Imagine for a moment if we could make one tiny change in our collective consciousness and in our behaviors and we stopped destroying each other and we began to work together as a species. Cooperation rather than competition. Consider what we could achieve if we could harness all of the technological, economic, scientific and intellectual energies from every nation. If we could only just stop fighting each other and cooperate, our achievements could literally transform our world completely. We have the ability and the knowledge to do most anything but as long as we allow ideological beliefs to separate us we will ultimately fail and fade into planetary history like millions of species before us.

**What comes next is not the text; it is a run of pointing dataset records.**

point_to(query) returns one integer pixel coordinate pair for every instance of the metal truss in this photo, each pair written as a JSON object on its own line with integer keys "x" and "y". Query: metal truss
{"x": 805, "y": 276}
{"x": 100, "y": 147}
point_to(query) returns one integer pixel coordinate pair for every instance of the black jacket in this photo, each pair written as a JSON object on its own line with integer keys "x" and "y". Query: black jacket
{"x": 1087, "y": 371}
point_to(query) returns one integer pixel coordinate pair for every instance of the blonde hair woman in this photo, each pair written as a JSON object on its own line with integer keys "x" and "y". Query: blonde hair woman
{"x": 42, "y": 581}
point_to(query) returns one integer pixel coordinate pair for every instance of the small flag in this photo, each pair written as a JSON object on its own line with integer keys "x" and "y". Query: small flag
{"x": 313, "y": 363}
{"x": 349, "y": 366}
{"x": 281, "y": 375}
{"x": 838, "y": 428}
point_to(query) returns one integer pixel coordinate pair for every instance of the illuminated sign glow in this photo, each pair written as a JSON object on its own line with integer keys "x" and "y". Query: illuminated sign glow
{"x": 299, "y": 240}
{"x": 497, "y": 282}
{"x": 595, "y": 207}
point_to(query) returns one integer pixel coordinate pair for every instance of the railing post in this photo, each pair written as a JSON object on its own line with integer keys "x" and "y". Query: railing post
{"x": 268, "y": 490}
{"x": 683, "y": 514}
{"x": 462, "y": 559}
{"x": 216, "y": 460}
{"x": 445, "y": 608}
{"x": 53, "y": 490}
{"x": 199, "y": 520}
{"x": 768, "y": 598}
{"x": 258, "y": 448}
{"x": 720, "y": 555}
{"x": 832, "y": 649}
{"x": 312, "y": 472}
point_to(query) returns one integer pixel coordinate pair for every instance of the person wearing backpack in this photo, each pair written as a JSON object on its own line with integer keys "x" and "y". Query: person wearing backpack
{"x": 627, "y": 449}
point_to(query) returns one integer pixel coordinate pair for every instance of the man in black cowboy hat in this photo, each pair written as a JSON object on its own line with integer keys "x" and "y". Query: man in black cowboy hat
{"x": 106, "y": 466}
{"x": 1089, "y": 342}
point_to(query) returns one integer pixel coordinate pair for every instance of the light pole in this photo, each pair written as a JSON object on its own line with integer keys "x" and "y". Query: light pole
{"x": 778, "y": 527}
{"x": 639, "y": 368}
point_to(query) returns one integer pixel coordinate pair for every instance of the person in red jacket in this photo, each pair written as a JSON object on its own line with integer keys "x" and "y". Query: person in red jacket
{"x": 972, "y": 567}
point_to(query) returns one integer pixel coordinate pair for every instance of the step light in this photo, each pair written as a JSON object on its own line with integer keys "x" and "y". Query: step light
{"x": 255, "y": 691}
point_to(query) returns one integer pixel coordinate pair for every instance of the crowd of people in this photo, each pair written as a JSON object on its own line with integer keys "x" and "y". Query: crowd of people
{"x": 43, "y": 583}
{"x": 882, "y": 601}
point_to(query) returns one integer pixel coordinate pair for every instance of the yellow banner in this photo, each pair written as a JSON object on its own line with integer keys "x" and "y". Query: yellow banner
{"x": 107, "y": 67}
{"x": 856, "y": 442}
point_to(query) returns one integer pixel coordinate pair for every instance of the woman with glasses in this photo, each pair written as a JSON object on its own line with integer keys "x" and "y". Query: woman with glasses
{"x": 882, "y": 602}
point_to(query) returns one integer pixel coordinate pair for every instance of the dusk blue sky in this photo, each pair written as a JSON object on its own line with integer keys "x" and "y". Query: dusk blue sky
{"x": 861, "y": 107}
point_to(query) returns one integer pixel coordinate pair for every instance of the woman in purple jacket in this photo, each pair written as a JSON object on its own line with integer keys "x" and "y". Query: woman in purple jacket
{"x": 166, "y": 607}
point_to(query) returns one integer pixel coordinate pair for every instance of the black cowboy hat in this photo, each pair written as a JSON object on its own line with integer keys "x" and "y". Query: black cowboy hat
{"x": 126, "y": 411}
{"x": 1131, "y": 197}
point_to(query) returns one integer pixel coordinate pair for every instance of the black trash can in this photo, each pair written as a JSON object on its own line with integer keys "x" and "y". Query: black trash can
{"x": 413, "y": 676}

Unfortunately it looks like it is going to take a deeper planetary disaster to wake up our full potential. It’s happening now on a small scale but it has to bubble up to our leaders before large scale change can occur. Just look at how we respond to natural disasters. While they are tragic when they occur, look at how we respond as a planetary body. It’s always beautiful to see the level of International response and cooperation to these disasters. It would seem however that only a global disaster of epic proportion is going to be big enough to force us all to stop fighting and work together despite our differences.

We are a planet in crisis and for the most part a species in denial. This crisis however will ultimately become the evolutionary driver which will cause us to evolve our thinking and our consciousness. At this point, evolution is the only viable way out of the situation that our own actions have created for us.

While I work on parts 3 & 4 of this series, I’ll leave you with this question…what positive vision of our future can you imagine if we all began working together? That vision can only become possible once we grasp it and hold our awareness on it.